Every survey suggests, as does common sense, that aging Americans overwhelmingly prefer to stay in their homes and live independently for as long as they can. Whether that’s possible depends, in part, on whether their home has been built or remodeled to incorporate universal design features.
What exactly is Universal Design? Think of your body as synonymous with your home. As we age certain joints begin to show wear. We ache in places we never used to. And so to keep doing the things we love we make adjustments, take medication, add supports, braces and so forth. Think of Universal Design as a way of adjusting the home to accommodate the changing abilities of the homeowner to move about safely and securely. While aging is the primary driver of change for people, accidents and disease can suddenly change the lifestyle and needs of occupants.

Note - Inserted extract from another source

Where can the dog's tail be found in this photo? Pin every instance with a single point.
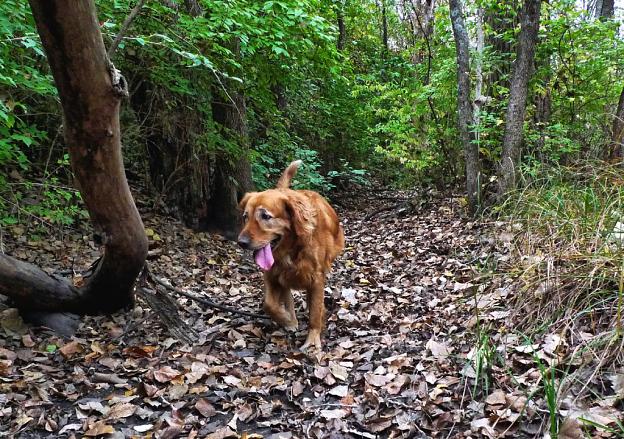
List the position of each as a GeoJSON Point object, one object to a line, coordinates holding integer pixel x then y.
{"type": "Point", "coordinates": [289, 173]}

If your home wasn’t conceived with Universal Design in mind have no worries. Any home can be remodeled and updated with “aging in place” elements. In fact, smart homeowners consider all remodeling improvements with aging in mind, regardless of where they are in life—even if they may not plan to stay in the home throughout their golden years. Why? Because Universal Design principles make homes comfortable and safe for people of all ages and abilities, there is no downside to starting early.
Don’t get the wrong idea
about Universal Design. While it ensures
accessibility and security for people using wheelchairs and walkers, it no
longer has the institutional look of early handicap accessible designs. Functionality
can also (should also) be aesthetically pleasing to the eye.
Murphy Bros. owner John Murphy, suggest one of the first aging in place adaptations to look at is the elimination of elements that could cause falls or limit accessibility such as uneven floor transitions, dim lighting, narrow doorways and high microwave ovens.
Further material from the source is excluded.